Background—disregarded entities. Under the “check-the-box” rules at Reg. § 301.7701-1 et seq., an eligible entity that has a single owner and isn’t treated as a corporation is disregarded as an entity separate from its owner. (Reg. § 301.7701-2(c)(2)(i))
The activities of a disregarded entity are treated the same as a sole proprietorship, branch, or division of its owner. (Reg. § 301.7701-2(a)) The income earned by a disregarded entity must be reported on the owner’s income tax return and reported under the owner’s Taxpayer Identification Number (TIN) (Reg. § 301.6109-1(h)). However, disregarded entities can use an EIN for other purposes, such as for reporting employment taxes and other business taxes. (Reg. § 301.6109-1(d)(4)(ii))
Issue. Allowing a taxpayer to use two types of identification numbers (TINs and EINs) may cause problems for IRS in associating different types of returns with a single taxpayer. If a disregarded entity has an EIN, it typically does not appear on the owner’s tax return. Certain information returns such as Forms 1099 that reflect income earned by a disregarded entity may reflect the entity’s EIN and not the owner’s TIN. This makes matching the income reported on such an information return to what is reported on an income tax return difficult.
In light of the above, the PMTA specifically addresses whether IRS can, under existing regs, change tax return forms and instructions to require the sole owner of a disregarded entity to provide the disregarded entity’s EIN on the owner’s tax return.
Forms and instructions can require including EIN. The PMTA, citing IRS’s broad authority to require taxpayers to report certain information, concludes that tax return forms and instructions can be modified under Code Sec. 6011(a) and Reg. § 1.6011-1(a) to require the sole owner of a disregarded entity to provide the disregarded entity’s EIN on the owner’s tax return.
Further, the PMTA notes that IRS is authorized to require use of TINs on returns because it is necessary and helpful in securing proper identification of the filer. TINs enable IRS to identify in its records the type of taxpayer as well as the taxpayer’s account information. And, nothing in the TIN regs prevents IRS from requiring the owner of a disregarded entity to report all the EINs used in its business dealings on the owner’s tax return.

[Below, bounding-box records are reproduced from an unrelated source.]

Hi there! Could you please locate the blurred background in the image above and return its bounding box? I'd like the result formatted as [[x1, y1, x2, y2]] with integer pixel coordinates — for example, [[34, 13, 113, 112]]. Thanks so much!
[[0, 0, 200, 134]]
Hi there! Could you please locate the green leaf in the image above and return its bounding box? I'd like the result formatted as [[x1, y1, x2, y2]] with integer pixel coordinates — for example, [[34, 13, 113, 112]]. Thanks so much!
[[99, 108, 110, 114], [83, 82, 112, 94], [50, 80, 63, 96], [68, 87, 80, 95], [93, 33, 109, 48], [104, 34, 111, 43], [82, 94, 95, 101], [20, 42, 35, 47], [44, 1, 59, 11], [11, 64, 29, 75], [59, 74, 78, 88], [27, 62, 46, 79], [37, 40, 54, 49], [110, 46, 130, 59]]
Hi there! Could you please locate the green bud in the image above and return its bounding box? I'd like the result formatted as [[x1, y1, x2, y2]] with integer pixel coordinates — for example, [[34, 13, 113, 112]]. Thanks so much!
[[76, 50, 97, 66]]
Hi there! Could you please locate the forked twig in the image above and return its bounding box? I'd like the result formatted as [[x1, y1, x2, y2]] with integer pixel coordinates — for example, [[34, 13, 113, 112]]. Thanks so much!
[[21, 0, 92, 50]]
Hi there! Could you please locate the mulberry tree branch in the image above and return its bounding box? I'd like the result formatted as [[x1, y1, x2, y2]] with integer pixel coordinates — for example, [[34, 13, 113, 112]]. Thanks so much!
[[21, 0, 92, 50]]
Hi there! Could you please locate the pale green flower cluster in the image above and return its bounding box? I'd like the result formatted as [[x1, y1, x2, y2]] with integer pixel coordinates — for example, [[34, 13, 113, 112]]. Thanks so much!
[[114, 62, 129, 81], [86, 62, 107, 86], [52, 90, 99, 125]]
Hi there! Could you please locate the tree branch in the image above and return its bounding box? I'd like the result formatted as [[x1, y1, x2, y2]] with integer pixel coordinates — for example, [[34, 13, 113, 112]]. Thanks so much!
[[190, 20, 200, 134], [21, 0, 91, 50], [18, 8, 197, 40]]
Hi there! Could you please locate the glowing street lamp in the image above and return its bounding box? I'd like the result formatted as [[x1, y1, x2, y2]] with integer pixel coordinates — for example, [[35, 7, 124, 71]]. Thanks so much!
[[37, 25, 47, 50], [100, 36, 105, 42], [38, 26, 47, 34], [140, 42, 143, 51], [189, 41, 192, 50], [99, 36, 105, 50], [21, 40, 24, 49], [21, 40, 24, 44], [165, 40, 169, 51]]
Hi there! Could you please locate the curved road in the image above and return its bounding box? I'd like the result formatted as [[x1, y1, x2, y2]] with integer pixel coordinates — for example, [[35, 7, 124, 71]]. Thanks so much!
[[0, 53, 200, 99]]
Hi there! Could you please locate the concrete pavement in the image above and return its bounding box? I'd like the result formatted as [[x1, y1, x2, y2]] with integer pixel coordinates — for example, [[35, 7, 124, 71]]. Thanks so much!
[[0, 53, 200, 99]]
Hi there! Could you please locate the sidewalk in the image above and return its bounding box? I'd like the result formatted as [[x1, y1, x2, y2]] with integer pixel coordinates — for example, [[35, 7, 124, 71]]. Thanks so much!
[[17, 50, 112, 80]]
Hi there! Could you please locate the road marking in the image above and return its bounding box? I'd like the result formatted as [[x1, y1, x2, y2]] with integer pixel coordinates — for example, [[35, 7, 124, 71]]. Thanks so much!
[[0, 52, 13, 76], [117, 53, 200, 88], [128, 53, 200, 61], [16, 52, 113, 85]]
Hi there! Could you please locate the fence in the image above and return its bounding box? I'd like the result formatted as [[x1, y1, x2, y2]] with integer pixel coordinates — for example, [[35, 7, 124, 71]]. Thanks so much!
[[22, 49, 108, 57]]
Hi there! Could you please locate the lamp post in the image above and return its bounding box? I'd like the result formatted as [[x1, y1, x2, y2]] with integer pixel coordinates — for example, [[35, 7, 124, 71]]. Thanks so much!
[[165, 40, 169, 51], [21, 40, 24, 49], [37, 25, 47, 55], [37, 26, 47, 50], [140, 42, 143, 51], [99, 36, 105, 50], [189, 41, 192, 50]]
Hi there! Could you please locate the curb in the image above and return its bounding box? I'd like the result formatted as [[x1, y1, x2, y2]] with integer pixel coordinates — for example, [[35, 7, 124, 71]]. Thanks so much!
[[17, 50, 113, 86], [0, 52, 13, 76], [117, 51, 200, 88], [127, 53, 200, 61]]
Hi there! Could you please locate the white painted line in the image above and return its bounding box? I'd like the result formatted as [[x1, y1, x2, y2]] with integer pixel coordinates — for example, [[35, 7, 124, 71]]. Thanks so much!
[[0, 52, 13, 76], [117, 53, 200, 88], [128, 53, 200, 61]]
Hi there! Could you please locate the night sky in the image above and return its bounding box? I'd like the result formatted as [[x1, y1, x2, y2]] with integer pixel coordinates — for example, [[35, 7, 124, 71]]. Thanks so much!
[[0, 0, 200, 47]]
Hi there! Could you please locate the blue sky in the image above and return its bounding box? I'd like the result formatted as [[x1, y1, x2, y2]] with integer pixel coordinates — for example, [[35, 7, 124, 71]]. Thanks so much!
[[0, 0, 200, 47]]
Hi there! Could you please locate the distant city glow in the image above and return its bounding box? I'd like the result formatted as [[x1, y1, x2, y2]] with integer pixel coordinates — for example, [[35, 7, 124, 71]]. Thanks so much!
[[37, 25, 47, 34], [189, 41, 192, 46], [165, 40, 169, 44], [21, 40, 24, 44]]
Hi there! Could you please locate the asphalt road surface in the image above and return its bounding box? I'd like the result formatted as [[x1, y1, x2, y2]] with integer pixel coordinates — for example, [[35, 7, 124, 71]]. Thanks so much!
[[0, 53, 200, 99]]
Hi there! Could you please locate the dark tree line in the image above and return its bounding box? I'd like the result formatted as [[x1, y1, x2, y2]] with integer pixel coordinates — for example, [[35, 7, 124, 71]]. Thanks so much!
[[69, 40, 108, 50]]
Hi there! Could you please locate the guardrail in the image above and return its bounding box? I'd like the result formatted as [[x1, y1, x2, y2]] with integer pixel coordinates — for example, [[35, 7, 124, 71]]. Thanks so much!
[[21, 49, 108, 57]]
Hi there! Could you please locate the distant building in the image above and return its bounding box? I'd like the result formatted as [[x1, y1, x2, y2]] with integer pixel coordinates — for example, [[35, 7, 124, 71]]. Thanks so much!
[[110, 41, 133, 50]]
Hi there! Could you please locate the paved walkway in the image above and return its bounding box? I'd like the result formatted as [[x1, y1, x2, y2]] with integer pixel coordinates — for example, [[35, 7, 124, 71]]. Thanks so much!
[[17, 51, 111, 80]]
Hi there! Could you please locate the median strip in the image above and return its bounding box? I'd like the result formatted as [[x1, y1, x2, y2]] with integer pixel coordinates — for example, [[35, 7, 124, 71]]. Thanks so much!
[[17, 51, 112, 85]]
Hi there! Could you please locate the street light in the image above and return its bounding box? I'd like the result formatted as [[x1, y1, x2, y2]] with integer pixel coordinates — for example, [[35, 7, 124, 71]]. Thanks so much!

But return would still be valid without it. However, while the PMTA found that IRS has the authority to require the sole owner of a disregarded entity to provide the disregarded entity’s EIN on the owner’s tax return, the failure to do so would neither invalidate the return for statute of limitation purposes nor make the filer subject to failure to file penalties. Caselaw provides that to be deemed a return, a document filed with IRS must
- Contain sufficient data to calculate the taxpayer’s tax liability,
- Purport to be a return,
- Must be a reasonable attempt to satisfy the requirements of the tax law, and
- Be signed under penalty of perjury.
(See, e.g., Beard, (1984) 82 TC 76682 TC 766) Generally, the omission of the taxpayer’s identification number does not render a return invalid. (U.S. v. Grabinski, (CA 8 1984) 53 AFTR 2d 84-71053 AFTR 2d 84-710)
Possible future revision of forms. Requiring the owner of a disregard entity to include on his income tax return the EINs of his disregarded entities that have them, according to the PMTA, would assist in tax administration and wouldn’t be burdensome for the owner. The PMTA suggested that the individual who requested this advice coordinate with Forms and Publications in revising the relevant forms and instructions.